Dr Manteaw, who is a Research Fellow at the Center for Climate Change and Sustainability Studies at the University of Ghana, said most of the waste and sanitation services were currently provided by private sector companies with little or no support at all from government.
He said this was because of a statement in the National Sanitation Policy, which suggests that 80 per cent of such services be provided by the private sector while government takes up the remaining 20 per cent.
He called for a review of the National Sanitation Policy to ensure that the requisite policy environment and funding arrangements were made to facilitate private sector participation in the delivery of such services.
“The bulk of all modern waste management infrastructure in Ghana today is provided by the private sector and almost all of them face significant challenges in breaking even for cost recovery,” Dr Manteaw said.
“Waste management as a business is not profitable anywhere in the world. It is essentially a public service that is ideally subsidized by government funding to encourage private sector involvement,” he added.
Dr Manteaw said many cities were struggling with waste because of weaknesses in sanitation governance structures and particularly in financing mechanisms for service delivery.
Besides, government and people have created wrong perceptions and expectations of private sector companies such as Zoomlion, Jekora, Asadu etc because of the belief that they make so much money.
He urged the private sector to tell their stories by sharing their challenges so everyone knows the problems they faced.

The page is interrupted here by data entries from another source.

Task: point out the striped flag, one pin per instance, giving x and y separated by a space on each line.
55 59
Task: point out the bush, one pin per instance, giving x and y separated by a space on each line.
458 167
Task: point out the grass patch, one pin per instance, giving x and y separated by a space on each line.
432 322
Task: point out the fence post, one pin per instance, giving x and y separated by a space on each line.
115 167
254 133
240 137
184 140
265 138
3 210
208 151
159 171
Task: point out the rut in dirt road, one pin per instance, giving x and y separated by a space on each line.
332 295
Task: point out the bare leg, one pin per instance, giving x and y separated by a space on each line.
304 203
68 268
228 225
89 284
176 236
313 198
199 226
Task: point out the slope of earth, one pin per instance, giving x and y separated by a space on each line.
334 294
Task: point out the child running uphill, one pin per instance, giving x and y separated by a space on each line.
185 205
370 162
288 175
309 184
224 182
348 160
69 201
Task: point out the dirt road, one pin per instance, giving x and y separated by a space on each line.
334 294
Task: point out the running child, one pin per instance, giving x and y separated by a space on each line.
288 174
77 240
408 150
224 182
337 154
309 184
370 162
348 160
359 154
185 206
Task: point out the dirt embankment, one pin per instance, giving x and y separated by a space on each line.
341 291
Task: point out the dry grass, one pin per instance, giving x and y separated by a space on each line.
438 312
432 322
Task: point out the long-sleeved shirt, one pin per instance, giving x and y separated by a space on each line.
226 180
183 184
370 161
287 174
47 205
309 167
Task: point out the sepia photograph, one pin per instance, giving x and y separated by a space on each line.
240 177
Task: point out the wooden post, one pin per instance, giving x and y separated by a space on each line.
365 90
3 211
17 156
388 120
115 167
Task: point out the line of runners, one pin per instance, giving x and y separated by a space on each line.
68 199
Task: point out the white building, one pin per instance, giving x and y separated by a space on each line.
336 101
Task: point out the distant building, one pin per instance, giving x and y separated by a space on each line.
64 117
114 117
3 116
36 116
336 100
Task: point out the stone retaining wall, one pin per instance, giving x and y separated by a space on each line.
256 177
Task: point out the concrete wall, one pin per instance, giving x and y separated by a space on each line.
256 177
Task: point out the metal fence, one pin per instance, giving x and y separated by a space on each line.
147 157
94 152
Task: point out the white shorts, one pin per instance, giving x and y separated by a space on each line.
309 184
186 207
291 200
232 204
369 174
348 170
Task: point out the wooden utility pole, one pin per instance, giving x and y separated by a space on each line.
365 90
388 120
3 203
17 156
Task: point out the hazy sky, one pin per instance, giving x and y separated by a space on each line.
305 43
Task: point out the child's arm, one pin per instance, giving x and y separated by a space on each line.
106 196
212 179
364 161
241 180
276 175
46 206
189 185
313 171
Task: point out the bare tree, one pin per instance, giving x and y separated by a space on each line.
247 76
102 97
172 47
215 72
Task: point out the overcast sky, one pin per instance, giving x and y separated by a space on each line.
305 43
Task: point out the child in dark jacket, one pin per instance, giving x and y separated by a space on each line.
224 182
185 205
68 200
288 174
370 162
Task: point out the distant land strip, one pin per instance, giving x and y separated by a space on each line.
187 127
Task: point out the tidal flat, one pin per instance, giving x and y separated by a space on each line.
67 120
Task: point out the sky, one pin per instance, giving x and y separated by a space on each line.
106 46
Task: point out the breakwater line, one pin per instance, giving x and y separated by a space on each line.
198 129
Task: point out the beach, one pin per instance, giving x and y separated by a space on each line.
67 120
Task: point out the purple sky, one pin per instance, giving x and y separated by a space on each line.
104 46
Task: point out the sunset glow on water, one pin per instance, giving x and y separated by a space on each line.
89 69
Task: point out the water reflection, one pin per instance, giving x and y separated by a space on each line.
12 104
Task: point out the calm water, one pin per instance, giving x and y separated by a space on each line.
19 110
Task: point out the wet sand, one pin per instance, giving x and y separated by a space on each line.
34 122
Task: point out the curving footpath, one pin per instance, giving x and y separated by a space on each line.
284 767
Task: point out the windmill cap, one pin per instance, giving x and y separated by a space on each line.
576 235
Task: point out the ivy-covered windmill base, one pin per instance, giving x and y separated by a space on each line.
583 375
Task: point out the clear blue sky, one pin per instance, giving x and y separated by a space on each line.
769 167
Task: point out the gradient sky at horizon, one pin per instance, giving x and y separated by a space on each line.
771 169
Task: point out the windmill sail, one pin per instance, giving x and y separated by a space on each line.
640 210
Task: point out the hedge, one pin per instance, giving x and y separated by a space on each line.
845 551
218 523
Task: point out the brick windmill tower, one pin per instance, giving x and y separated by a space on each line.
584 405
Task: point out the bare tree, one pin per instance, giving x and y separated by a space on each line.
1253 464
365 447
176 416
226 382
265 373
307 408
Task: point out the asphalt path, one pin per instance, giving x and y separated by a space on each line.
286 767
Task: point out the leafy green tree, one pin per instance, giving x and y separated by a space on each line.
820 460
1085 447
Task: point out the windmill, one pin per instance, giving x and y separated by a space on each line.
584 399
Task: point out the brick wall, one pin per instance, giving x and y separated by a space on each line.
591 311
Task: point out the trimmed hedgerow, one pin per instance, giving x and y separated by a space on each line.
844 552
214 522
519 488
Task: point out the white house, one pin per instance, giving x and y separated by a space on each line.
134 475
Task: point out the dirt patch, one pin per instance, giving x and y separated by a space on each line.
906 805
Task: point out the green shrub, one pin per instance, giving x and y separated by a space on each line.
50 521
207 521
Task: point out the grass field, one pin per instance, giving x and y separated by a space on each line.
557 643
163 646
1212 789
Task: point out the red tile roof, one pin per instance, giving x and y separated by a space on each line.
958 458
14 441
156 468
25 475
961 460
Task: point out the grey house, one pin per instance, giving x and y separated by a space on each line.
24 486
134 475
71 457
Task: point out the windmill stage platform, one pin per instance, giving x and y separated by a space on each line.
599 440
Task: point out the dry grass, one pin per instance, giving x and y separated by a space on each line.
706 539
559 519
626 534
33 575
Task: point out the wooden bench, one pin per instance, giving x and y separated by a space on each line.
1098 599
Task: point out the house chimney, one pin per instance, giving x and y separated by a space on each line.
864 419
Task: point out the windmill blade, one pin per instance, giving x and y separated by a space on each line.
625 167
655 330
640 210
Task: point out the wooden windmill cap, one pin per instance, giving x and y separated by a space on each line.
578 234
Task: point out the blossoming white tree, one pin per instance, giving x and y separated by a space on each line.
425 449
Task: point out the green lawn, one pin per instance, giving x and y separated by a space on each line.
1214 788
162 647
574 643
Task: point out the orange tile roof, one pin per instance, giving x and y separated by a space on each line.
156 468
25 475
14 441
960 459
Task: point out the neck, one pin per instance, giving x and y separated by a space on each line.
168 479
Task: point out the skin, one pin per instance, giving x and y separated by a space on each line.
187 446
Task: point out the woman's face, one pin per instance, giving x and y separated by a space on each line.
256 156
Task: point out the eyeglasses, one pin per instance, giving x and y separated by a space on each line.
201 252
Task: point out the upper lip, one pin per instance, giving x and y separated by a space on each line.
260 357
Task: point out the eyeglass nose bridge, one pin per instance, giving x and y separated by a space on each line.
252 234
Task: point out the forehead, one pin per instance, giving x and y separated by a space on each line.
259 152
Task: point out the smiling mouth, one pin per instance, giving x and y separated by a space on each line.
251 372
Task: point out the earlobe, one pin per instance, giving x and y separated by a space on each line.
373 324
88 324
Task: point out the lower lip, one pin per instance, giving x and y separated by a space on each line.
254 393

The Climate Change Adaptation and Sanitation Governance Expert said: “From everything I know with the waste and sanitation situation in Ghana, there is no private sector company in Ghana that is making profit from the services they provide; in fact, most of them are struggling to break even and to recover their investments”.
He called for a more meaningful partnership between government and the private waste service providers to change the current narrative.
Dr Manteaw, who is also the Technical Advisor to West African Plastic Waste and Marine Litter Council urged government to address both the challenges of waste and sanitation management by turning that sector into a profit- making and job-creating.
In his presentation titled: “Eco-Industrial Parks as avenue for a Circular Economy in Africa”, he called for the establishment of waste recovery and processing facilities in all districts or Regional Capitals in Ghana as part of the One-District-One-Factory policy.
This, he said, was the only likely means to rid communities of indiscriminate littering adding, “these Eco-recycling industries will provide the necessary end markets to absorb waste that would have otherwise ended up in communities. When people see the value in waste and also know that there is a ready market for the waste they generate, they will keep them for sale.”
“Waste would then serve as the raw materials to these industries on the Eco-Industrial Parks. The current policy environment is timely and opportune. Until we learn to change our mindsets about waste by highlighting the resource value and provide the necessary end–markets for waste absorption, Ghana’s sanitation dilemmas may never be resolved and Accra will forever remain dirty”.